【自動車用語辞典:ブレーキ「ABS」】タイヤのロックを防いで制動力を確保する仕組み

clicccar / 2019年7月16日 17時35分

■ ■ポンピングブレーキを自動で行う

●大半のクルマが装着済み

急ブレーキや滑りやすい路面でブレーキをかけると、タイヤがロックして制動力や操舵性が機能しなくなり非常に危険です。このタイヤロックを回避するのが、ABS(アンチロックブレーキシステム)です。

安全走行のための基本的な装置であるABSの仕組みや効果について、解説していきます。

●なぜABSは必要性か

走行中のクルマが制動力を発揮するためには、タイヤの回転が適正に制御されなければいけません。例えば、雪や氷、雨などによって滑りやすくなった路面を走行する場合、強くブレーキペダルを踏み込むとすぐにタイヤがロックしてスリップしてしまいます。

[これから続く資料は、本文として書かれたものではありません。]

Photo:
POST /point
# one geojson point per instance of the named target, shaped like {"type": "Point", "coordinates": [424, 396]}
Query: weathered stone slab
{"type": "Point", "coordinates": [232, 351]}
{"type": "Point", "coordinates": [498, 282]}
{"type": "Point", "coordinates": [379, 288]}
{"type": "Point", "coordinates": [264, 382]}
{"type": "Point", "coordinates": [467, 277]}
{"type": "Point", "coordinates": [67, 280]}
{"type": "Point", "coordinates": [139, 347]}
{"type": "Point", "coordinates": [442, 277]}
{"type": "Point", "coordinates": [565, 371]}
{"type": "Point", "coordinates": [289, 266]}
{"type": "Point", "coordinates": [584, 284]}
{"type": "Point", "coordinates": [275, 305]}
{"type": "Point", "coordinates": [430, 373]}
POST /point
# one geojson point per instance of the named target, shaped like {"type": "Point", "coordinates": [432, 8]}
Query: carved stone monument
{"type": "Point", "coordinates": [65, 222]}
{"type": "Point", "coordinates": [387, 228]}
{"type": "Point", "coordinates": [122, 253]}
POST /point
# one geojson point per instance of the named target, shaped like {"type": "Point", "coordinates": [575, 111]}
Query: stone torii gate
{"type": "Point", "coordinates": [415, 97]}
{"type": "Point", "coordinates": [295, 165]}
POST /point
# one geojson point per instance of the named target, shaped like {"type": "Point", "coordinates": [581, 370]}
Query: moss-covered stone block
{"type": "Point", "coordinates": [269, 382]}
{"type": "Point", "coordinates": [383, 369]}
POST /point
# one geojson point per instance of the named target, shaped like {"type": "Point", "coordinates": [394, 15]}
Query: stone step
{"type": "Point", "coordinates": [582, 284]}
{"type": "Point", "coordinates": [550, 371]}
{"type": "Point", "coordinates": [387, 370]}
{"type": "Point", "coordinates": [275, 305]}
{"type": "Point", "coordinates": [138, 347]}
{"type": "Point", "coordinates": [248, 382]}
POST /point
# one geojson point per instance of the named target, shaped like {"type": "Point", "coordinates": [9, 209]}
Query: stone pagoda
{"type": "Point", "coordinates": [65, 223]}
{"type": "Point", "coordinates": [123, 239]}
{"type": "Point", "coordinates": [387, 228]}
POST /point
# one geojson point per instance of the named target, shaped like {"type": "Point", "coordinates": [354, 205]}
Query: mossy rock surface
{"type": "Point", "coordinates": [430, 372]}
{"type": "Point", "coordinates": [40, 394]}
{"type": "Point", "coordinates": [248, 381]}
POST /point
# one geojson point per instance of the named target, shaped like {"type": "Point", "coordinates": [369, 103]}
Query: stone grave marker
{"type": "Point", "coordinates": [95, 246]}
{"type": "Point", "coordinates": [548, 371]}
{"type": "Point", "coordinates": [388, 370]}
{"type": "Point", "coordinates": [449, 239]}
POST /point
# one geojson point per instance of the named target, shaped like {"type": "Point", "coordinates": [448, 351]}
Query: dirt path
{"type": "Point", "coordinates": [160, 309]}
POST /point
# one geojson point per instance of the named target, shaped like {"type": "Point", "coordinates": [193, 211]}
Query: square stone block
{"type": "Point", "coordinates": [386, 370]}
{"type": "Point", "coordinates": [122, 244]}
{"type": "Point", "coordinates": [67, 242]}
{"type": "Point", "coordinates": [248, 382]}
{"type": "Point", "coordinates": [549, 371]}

制動中に「タイヤロック」するとタイヤが回転しなくなり、路上をスリップするだけで制動力も操舵性も機能しなくなります。クルマはそれまで進んできた方向にスリップしながら進むだけです。後輪だけロックするとスピンしてしまいます。

このようなタイヤロック状態を回避するためには、ドライバーはいったんブレーキを緩めてタイヤを回転させ、ロックが解消したらまたブレーキを踏み込む、いわゆるポンピングブレーキをする必要があります。

●ABSの役目

ポンピングブレーキは、クルマの挙動をみながらペダルの踏み込み量を調整する必要があるため、普通のドライバーにとっては簡単ではありません。このポンピングを自動で行うのが、ABSの役目です。

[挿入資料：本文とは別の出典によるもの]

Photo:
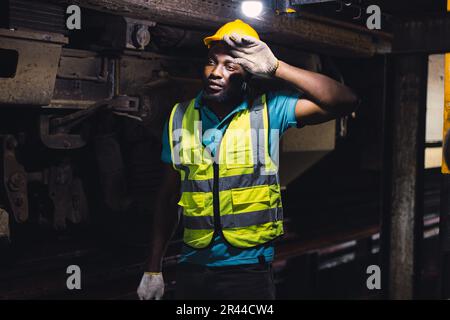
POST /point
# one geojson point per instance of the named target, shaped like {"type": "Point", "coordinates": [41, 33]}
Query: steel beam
{"type": "Point", "coordinates": [403, 170]}
{"type": "Point", "coordinates": [303, 32]}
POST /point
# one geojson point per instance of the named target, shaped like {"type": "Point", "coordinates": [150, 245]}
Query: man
{"type": "Point", "coordinates": [219, 149]}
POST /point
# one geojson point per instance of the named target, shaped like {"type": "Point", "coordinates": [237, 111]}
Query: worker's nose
{"type": "Point", "coordinates": [216, 73]}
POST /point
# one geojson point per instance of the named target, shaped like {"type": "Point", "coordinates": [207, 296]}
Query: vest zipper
{"type": "Point", "coordinates": [216, 203]}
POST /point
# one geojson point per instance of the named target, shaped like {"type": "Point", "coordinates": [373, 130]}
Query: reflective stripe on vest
{"type": "Point", "coordinates": [249, 192]}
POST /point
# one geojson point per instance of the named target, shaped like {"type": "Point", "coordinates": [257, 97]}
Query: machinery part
{"type": "Point", "coordinates": [67, 63]}
{"type": "Point", "coordinates": [80, 211]}
{"type": "Point", "coordinates": [111, 172]}
{"type": "Point", "coordinates": [67, 194]}
{"type": "Point", "coordinates": [25, 14]}
{"type": "Point", "coordinates": [114, 31]}
{"type": "Point", "coordinates": [14, 179]}
{"type": "Point", "coordinates": [140, 36]}
{"type": "Point", "coordinates": [54, 131]}
{"type": "Point", "coordinates": [60, 140]}
{"type": "Point", "coordinates": [236, 26]}
{"type": "Point", "coordinates": [446, 149]}
{"type": "Point", "coordinates": [32, 61]}
{"type": "Point", "coordinates": [4, 226]}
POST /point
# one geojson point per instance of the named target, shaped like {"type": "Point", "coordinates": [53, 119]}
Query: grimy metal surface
{"type": "Point", "coordinates": [406, 182]}
{"type": "Point", "coordinates": [303, 32]}
{"type": "Point", "coordinates": [34, 77]}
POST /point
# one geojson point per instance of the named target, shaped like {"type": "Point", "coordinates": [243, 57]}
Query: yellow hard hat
{"type": "Point", "coordinates": [236, 26]}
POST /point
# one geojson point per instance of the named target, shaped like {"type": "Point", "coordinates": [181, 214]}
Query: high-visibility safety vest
{"type": "Point", "coordinates": [239, 193]}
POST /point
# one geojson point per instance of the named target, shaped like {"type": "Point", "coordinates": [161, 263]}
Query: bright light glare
{"type": "Point", "coordinates": [252, 9]}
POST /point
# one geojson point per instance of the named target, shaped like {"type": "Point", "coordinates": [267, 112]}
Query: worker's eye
{"type": "Point", "coordinates": [230, 67]}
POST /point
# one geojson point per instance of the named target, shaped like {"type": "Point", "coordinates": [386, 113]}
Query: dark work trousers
{"type": "Point", "coordinates": [248, 281]}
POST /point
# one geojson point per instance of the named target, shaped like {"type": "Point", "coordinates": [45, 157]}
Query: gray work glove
{"type": "Point", "coordinates": [151, 286]}
{"type": "Point", "coordinates": [252, 54]}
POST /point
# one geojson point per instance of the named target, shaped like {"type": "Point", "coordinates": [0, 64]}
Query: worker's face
{"type": "Point", "coordinates": [223, 80]}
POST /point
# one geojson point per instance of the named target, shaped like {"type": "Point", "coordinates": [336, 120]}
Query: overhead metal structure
{"type": "Point", "coordinates": [314, 33]}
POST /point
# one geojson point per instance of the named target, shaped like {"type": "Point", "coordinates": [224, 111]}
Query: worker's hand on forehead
{"type": "Point", "coordinates": [252, 54]}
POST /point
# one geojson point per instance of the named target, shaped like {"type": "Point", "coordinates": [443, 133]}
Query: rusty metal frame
{"type": "Point", "coordinates": [306, 32]}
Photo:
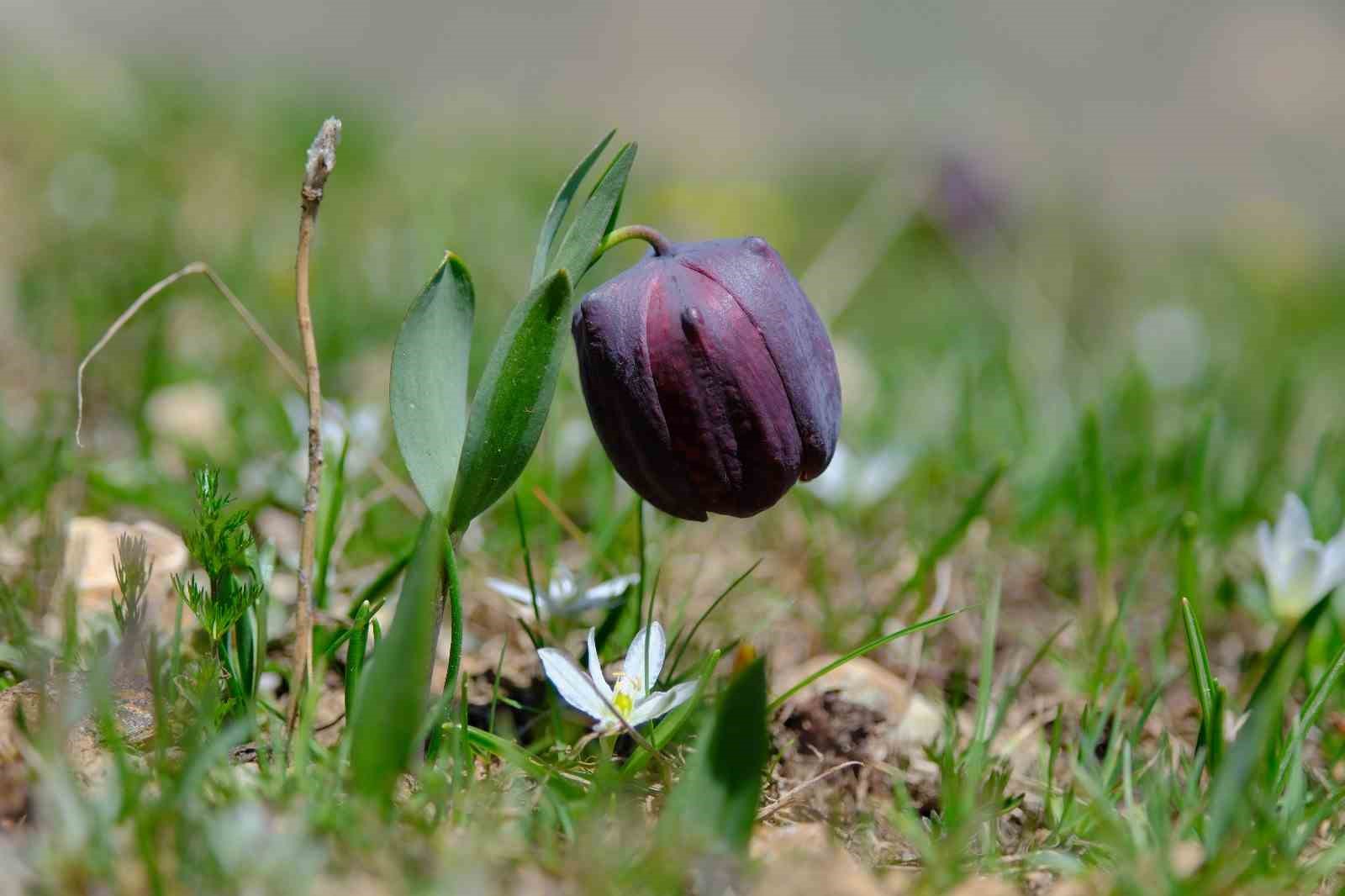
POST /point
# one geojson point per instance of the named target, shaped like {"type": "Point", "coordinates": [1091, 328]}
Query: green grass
{"type": "Point", "coordinates": [1073, 494]}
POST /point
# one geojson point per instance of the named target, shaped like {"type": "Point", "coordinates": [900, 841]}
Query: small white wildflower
{"type": "Point", "coordinates": [562, 598]}
{"type": "Point", "coordinates": [632, 698]}
{"type": "Point", "coordinates": [1298, 569]}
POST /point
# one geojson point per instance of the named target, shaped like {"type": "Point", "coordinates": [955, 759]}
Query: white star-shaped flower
{"type": "Point", "coordinates": [562, 596]}
{"type": "Point", "coordinates": [1300, 571]}
{"type": "Point", "coordinates": [632, 698]}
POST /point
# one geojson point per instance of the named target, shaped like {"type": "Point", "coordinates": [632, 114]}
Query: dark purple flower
{"type": "Point", "coordinates": [709, 377]}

ABSが機能すると、タイヤのグリップ力が弱まることなく制動力が回復し、操舵機能が保持できるのでクルマを安定して制御できます。クルマのスリップを意識することなくブレーキペダルを踏んでも、ロックすることなく安全に減速しながら車を制御できます。

●制動停止距離が延びることも

ABSが装備されているからといって、必ずしも制動停止距離が短縮されるわけではないことを認識しておく必要があります。多くの場合、制動停止距離を短縮する効果もありますが、砂利道や未舗装路、新雪の道路などでは逆に制動停止距離が延びることがあります。

●ABSの構成

ABSは、コントロールユニットと油圧制御用アクチュエーター、各車輪の回転速度センサーで構成されています。

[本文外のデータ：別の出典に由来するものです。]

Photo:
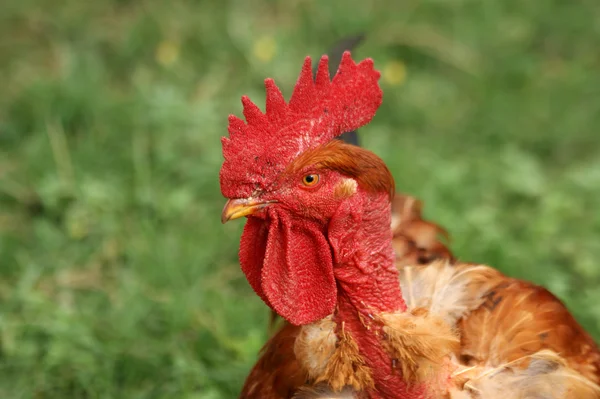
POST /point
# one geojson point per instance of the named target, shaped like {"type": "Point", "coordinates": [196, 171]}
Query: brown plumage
{"type": "Point", "coordinates": [516, 338]}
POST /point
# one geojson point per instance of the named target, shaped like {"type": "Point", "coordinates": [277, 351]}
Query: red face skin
{"type": "Point", "coordinates": [314, 252]}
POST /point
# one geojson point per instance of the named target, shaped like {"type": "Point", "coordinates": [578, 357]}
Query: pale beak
{"type": "Point", "coordinates": [236, 208]}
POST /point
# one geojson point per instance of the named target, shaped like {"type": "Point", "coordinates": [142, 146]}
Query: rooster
{"type": "Point", "coordinates": [373, 311]}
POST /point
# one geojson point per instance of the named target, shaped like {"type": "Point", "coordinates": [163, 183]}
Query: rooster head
{"type": "Point", "coordinates": [287, 175]}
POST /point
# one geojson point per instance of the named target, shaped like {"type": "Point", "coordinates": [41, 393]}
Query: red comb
{"type": "Point", "coordinates": [319, 110]}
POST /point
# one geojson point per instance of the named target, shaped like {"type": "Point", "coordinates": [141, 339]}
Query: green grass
{"type": "Point", "coordinates": [117, 279]}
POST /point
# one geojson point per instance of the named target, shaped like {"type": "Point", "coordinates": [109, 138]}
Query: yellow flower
{"type": "Point", "coordinates": [167, 53]}
{"type": "Point", "coordinates": [394, 72]}
{"type": "Point", "coordinates": [264, 48]}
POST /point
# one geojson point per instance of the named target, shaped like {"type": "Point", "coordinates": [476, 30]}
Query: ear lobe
{"type": "Point", "coordinates": [297, 274]}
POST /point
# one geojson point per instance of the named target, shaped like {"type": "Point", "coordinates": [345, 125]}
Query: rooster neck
{"type": "Point", "coordinates": [368, 285]}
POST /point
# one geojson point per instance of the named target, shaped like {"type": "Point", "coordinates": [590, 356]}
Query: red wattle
{"type": "Point", "coordinates": [290, 267]}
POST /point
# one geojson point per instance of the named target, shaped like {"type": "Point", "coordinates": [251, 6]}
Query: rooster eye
{"type": "Point", "coordinates": [310, 180]}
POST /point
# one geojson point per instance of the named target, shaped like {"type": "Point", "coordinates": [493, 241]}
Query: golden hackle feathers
{"type": "Point", "coordinates": [419, 343]}
{"type": "Point", "coordinates": [541, 375]}
{"type": "Point", "coordinates": [315, 345]}
{"type": "Point", "coordinates": [346, 367]}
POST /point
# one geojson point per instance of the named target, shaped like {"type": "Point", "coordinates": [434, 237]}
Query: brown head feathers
{"type": "Point", "coordinates": [369, 171]}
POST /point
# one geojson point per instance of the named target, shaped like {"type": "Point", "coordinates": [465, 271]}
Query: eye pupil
{"type": "Point", "coordinates": [310, 180]}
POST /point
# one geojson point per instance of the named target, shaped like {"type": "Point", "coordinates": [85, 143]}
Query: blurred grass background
{"type": "Point", "coordinates": [117, 279]}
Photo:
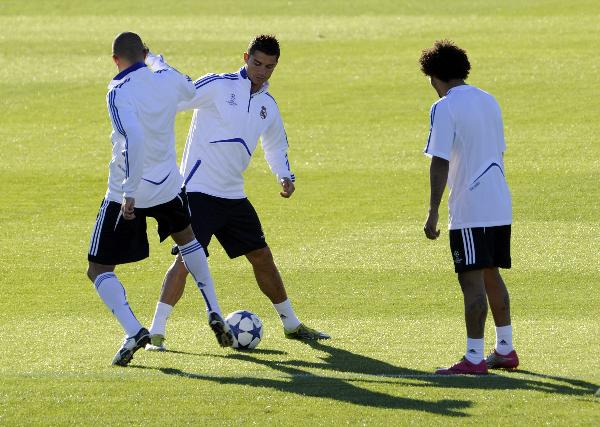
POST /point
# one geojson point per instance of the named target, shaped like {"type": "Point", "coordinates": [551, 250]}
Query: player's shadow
{"type": "Point", "coordinates": [340, 360]}
{"type": "Point", "coordinates": [307, 384]}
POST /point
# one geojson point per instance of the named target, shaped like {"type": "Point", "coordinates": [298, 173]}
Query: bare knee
{"type": "Point", "coordinates": [261, 257]}
{"type": "Point", "coordinates": [94, 270]}
{"type": "Point", "coordinates": [178, 271]}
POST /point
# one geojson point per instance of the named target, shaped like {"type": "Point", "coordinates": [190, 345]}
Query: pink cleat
{"type": "Point", "coordinates": [496, 360]}
{"type": "Point", "coordinates": [464, 367]}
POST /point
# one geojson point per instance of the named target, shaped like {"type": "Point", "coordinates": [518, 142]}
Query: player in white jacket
{"type": "Point", "coordinates": [144, 181]}
{"type": "Point", "coordinates": [231, 113]}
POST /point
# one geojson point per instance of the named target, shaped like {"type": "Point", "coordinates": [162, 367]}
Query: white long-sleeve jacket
{"type": "Point", "coordinates": [142, 106]}
{"type": "Point", "coordinates": [226, 125]}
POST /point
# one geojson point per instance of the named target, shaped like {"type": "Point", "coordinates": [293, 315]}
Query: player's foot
{"type": "Point", "coordinates": [304, 333]}
{"type": "Point", "coordinates": [496, 360]}
{"type": "Point", "coordinates": [157, 343]}
{"type": "Point", "coordinates": [130, 346]}
{"type": "Point", "coordinates": [464, 367]}
{"type": "Point", "coordinates": [221, 329]}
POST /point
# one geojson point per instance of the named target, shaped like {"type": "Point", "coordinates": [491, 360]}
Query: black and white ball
{"type": "Point", "coordinates": [246, 328]}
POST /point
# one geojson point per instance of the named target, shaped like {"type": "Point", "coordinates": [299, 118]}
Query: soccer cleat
{"type": "Point", "coordinates": [464, 367]}
{"type": "Point", "coordinates": [157, 343]}
{"type": "Point", "coordinates": [304, 333]}
{"type": "Point", "coordinates": [130, 346]}
{"type": "Point", "coordinates": [496, 360]}
{"type": "Point", "coordinates": [221, 329]}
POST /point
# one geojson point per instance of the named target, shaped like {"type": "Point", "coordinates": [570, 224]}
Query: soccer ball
{"type": "Point", "coordinates": [246, 328]}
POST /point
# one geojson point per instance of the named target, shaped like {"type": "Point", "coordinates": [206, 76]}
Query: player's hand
{"type": "Point", "coordinates": [287, 187]}
{"type": "Point", "coordinates": [127, 208]}
{"type": "Point", "coordinates": [430, 228]}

回転速度センサーは、各タイヤのスリップ率を算出します。

アクチュエーターは、マスターシリンダーとホイールシリンダーの配管途中に取り付けられます。内蔵のソレノイドバルブによって、各タイヤの回転速度センサー(タイヤロック状況)の情報に応じて、油圧の増減(ポンピング)を行います。

具体的な作動は、次のようになります。

急ブレーキ(ブレーキペダルを強く踏み込む) → タイヤスリップ検知(タイヤの回転減少) → アクチェーターによって制御油圧の減圧(制動力低下) → 制御油圧の増圧(制動力強化)

この制御油圧の減増を瞬時(数ミリ秒)に繰り返して(ポンピング)、タイヤロックすることなく安定した制動が実現されます。

●振動や作動音がしてもペダルを踏み続ける

ABSは、通常のブレーキでは作動せず、相当強く踏み込まないと作動しません。したがって、ABSの作動を実感したことのある人は意外と少ないかもしれません。ABSが作動しているときには、ペダルや車体にガクガクした振動やガガガガといった作動音が発生します。

振動や作動音がしても、そのままブレーキペダルを強く踏み続け、ハンドル操作に集中することが大切です。

今やほとんどのクルマがABSを装備しており、非装着車が多かった頃のように「急ブレーキ時にはポンピングブレーキをしましょう」という指導は、教習所でも積極的にはしていないようです。

ドライビングテクニックによらず安全が確保できることは非常に良いことですが、最低限クルマの機能を理解しておくことは重要だと思います。